The Arizona woman says she has gone to bed with extreme headaches in the past, and woken up speaking with what sounds like a foreign accent.

At various points, Australian and Irish accents have inexplicab­ly flowed from her mouth for about two weeks, then disappeare­d, Myers says.

But a British accent has lingered for two years, the 45-yearold Arizona woman told ABC affiliate KNXV.

And one particular person seems to come to mind when she speaks. ‘‘Everybody only sees or hears Mary Poppins,’’ Myers told the station.

Myers says she has been diagnosed with Foreign Accent Syndrome (FAS).

The disorder typically occurs after strokes or traumatic brain injuries damage the language centre of a person’s brain – to the degree that their native language sounds like it is tinged with a foreign accent, according to the Centre for Communicat­ion Disorders at the University of Texas at Dallas.

In some instances, speakers warp the typical rhythm of their language and the stress of certain syllables.

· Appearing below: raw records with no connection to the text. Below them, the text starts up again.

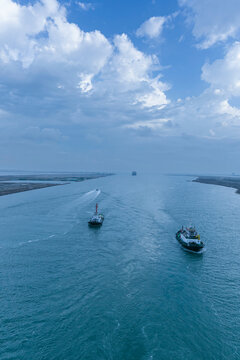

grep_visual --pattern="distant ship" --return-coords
[88,204,104,226]
[176,226,204,252]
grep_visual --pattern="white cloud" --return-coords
[77,74,93,93]
[202,42,240,96]
[123,119,172,130]
[179,0,240,49]
[23,126,66,141]
[0,0,168,109]
[77,1,94,11]
[0,0,112,73]
[136,16,167,39]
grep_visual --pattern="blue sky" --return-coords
[0,0,240,173]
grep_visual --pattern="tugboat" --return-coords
[88,204,104,226]
[176,226,204,252]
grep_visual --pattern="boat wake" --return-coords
[82,189,101,200]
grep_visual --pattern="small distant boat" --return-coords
[88,204,104,226]
[176,226,204,252]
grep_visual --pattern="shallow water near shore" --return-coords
[0,174,240,360]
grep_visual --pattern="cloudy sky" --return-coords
[0,0,240,173]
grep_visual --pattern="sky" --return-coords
[0,0,240,173]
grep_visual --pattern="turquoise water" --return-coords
[0,174,240,360]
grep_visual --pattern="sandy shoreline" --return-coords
[192,176,240,194]
[0,173,112,196]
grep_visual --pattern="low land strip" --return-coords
[0,173,113,196]
[193,176,240,194]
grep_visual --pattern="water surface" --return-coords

Affected people may also cut out articles such as ‘‘the’’ and drop letters, turning an American ‘‘yeah’ into a Scandinavi­an ‘‘yah’’, for instance.

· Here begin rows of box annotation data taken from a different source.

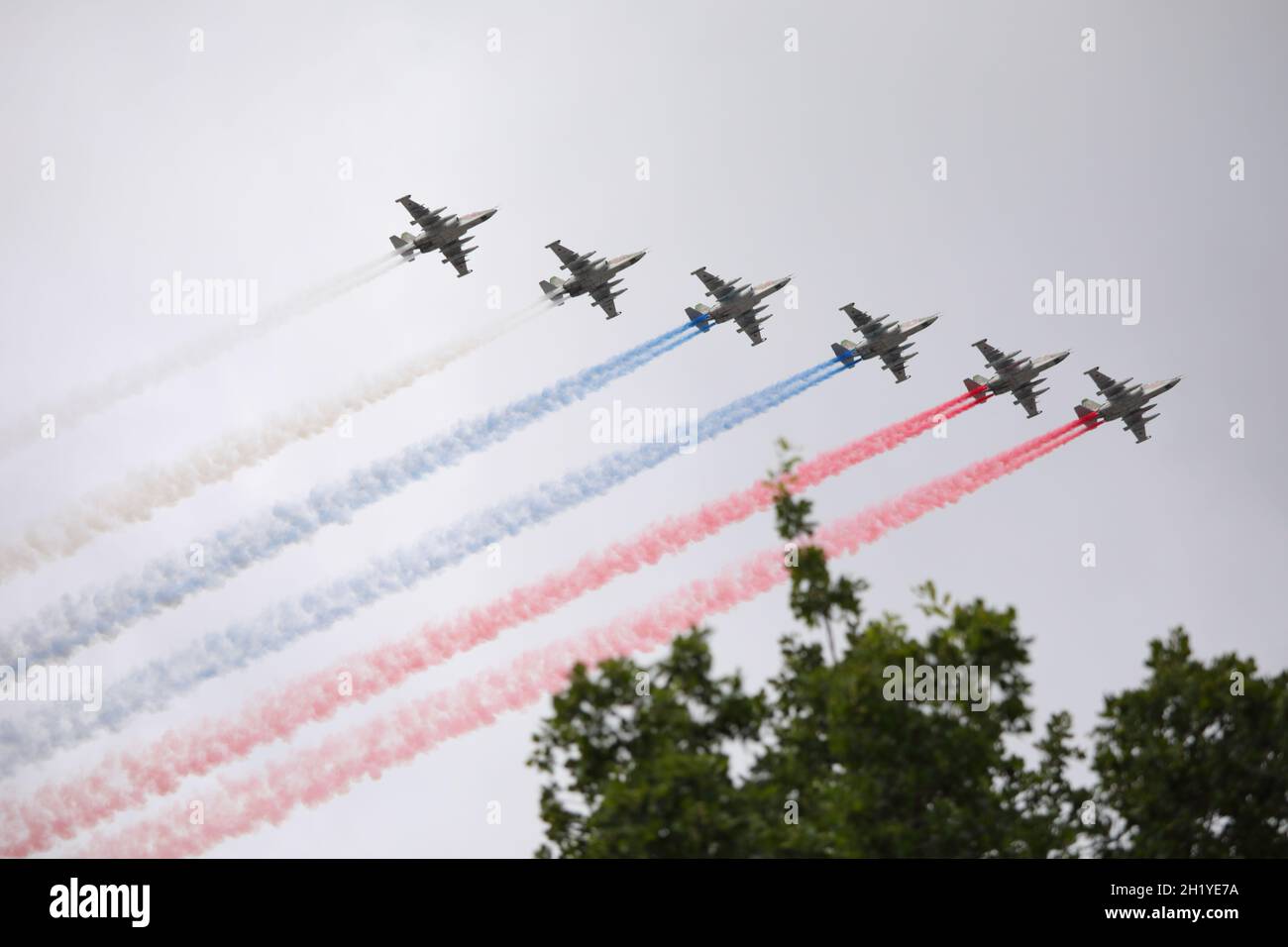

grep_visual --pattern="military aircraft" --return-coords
[389,194,497,275]
[966,339,1069,417]
[1074,368,1181,443]
[832,303,939,384]
[541,240,647,318]
[684,266,793,346]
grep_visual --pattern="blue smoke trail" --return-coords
[0,359,845,775]
[0,323,698,664]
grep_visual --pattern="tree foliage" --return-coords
[529,443,1288,858]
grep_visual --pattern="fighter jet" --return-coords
[541,240,647,318]
[832,303,939,384]
[389,194,497,275]
[684,266,793,346]
[966,339,1069,417]
[1074,368,1181,443]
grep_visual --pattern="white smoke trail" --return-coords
[0,296,550,581]
[0,250,404,459]
[0,359,844,776]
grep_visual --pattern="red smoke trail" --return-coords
[0,394,982,857]
[75,420,1089,858]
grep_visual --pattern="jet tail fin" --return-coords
[541,275,564,305]
[962,374,988,401]
[684,307,711,333]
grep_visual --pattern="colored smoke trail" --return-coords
[0,297,549,581]
[0,252,403,459]
[0,359,844,775]
[0,326,697,665]
[0,394,980,856]
[75,421,1089,858]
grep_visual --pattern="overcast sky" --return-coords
[0,0,1288,857]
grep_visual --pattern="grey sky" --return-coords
[0,1,1288,856]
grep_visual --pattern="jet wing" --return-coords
[975,339,1006,366]
[841,303,886,339]
[734,313,769,346]
[881,352,909,384]
[693,266,734,299]
[1087,368,1118,394]
[590,283,617,320]
[398,194,439,230]
[1015,385,1042,417]
[1124,411,1149,443]
[439,240,474,275]
[550,240,590,273]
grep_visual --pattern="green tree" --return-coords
[1094,629,1288,858]
[529,442,1288,857]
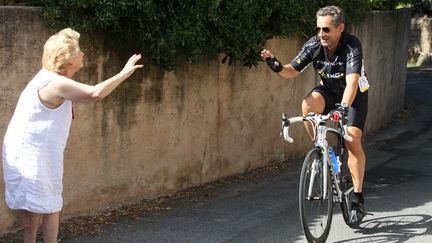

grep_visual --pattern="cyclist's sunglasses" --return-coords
[315,27,330,34]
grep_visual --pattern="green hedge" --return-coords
[22,0,416,70]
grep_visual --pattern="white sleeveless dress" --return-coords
[2,69,72,213]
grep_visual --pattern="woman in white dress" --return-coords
[2,28,143,243]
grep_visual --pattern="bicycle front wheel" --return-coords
[299,148,333,242]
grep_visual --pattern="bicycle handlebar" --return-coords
[280,113,353,143]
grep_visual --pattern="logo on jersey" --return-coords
[318,72,345,79]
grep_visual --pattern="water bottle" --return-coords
[329,146,340,174]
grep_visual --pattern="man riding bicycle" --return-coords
[261,6,369,223]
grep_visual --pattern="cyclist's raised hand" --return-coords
[120,54,144,78]
[261,49,274,60]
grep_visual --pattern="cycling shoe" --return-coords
[349,202,366,226]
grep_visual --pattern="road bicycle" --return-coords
[281,112,356,242]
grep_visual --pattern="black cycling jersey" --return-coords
[291,31,367,97]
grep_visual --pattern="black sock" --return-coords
[352,192,364,204]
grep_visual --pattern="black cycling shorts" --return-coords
[311,85,368,131]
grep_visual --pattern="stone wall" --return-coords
[0,7,410,234]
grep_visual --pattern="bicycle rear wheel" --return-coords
[299,148,333,242]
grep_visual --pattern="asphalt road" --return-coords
[60,68,432,242]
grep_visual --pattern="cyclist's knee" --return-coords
[302,92,325,115]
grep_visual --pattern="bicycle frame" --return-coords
[281,113,352,202]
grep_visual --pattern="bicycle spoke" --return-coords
[299,149,333,241]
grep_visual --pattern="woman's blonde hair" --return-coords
[42,28,80,73]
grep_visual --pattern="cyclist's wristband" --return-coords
[266,57,283,73]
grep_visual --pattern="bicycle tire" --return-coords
[299,148,333,242]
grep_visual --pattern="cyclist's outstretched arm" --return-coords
[261,49,300,79]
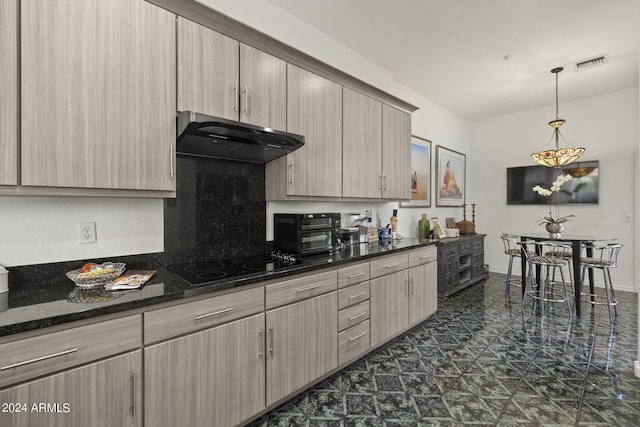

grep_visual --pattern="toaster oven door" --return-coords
[300,230,334,254]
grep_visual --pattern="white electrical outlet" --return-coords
[78,222,98,245]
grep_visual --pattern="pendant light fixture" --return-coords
[531,67,584,168]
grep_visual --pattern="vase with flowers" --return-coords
[533,175,575,237]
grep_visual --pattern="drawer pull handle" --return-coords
[296,285,320,294]
[349,311,367,322]
[349,331,367,342]
[347,292,367,299]
[196,307,235,320]
[131,370,136,418]
[0,348,78,371]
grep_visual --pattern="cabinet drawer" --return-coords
[370,253,409,279]
[409,246,438,267]
[0,315,142,388]
[266,271,338,310]
[338,282,369,310]
[338,301,370,331]
[338,320,371,365]
[338,262,369,288]
[144,286,264,344]
[458,241,472,255]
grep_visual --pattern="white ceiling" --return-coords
[269,0,640,120]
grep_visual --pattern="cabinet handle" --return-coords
[0,348,78,371]
[269,326,273,356]
[196,307,235,320]
[289,162,293,187]
[169,143,176,179]
[349,331,367,342]
[347,292,367,299]
[131,370,136,418]
[296,285,320,294]
[244,85,249,116]
[233,82,240,113]
[349,311,367,322]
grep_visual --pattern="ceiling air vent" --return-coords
[576,55,609,71]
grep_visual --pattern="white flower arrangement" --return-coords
[533,174,575,225]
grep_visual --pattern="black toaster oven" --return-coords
[273,213,340,255]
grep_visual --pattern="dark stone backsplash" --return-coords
[164,157,270,264]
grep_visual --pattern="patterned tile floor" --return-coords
[250,273,640,427]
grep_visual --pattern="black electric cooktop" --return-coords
[167,252,301,285]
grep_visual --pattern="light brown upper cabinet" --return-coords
[342,87,383,198]
[382,104,411,200]
[21,0,176,191]
[178,17,287,130]
[0,0,18,185]
[265,64,342,200]
[342,87,411,200]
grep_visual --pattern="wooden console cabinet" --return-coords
[437,234,487,297]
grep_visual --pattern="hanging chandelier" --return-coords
[531,67,584,168]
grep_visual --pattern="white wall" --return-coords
[470,89,639,290]
[0,196,164,266]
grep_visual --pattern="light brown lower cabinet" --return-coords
[370,270,408,347]
[370,246,438,347]
[408,262,438,326]
[266,291,338,406]
[0,351,142,427]
[144,314,265,427]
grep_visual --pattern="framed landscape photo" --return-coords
[400,135,431,208]
[436,145,467,206]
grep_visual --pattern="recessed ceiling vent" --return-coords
[576,55,609,71]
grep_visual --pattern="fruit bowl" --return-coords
[67,262,126,289]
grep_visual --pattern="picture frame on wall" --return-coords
[400,135,431,208]
[431,216,447,240]
[435,145,467,206]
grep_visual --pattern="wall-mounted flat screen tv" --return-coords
[507,160,600,205]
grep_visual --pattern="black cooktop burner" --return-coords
[242,260,281,271]
[167,253,299,285]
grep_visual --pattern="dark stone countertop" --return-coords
[0,238,436,337]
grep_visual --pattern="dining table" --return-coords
[514,232,616,317]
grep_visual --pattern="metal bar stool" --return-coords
[500,233,522,294]
[518,242,572,315]
[580,243,622,323]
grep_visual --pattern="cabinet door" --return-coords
[382,105,411,200]
[240,44,287,130]
[409,262,438,325]
[21,0,176,191]
[0,351,142,427]
[145,314,265,427]
[266,292,338,406]
[178,17,240,120]
[0,0,18,185]
[370,270,409,347]
[342,88,382,198]
[286,64,342,197]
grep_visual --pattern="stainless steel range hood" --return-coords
[176,111,304,163]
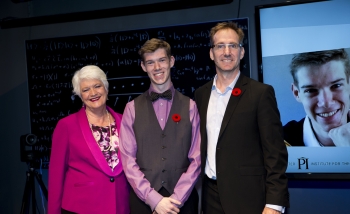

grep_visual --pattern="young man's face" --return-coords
[141,48,175,92]
[210,29,244,72]
[292,60,350,133]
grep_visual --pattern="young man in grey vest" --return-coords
[120,39,200,214]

Shelia Blumstein, a Brown University linguist who has written extensivel­y on FAS, said sufferers typically produced grammatica­lly correct language, unlike many stroke or brain injury victims.

She spoke to The Washington Post for a 2010 story about a Virginia woman who fell down a stairwell, rattled her brain and awoke speaking with a Russianlik­e accent. The injury caused her brain to truncate pronunciat­ions for ‘‘this’’ and ‘‘that’’, resulting in foreign-sounding ‘‘dis’’ and ‘‘dat’’.

The condition was first documented in 1907, when French neurologis­t Pierre Marie studied a Parisian man who suffered a stroke and suddenly spoke with an Alsatian accent, though he was not from the Germany-France border region where the language is spoken. Over the next century, only about 60 cases were documented in literature, the US National Institutes of Health said in a 2011 study.

Cases have spanned the world, from a Louisiana woman who suddenly spoke with a Cajun accent after a brain injury to a Japanese stroke patient who sounded Korean.

Myers told British tabloid The Sun that she found her condition ‘‘really difficult to begin with ... people would think it was a joke, saying things like, ‘You sound like a Spice Girl’. It was hard, because I was really struggling. I have come to terms with the fact I might sound like this forever. I realise it’s part of me now’’.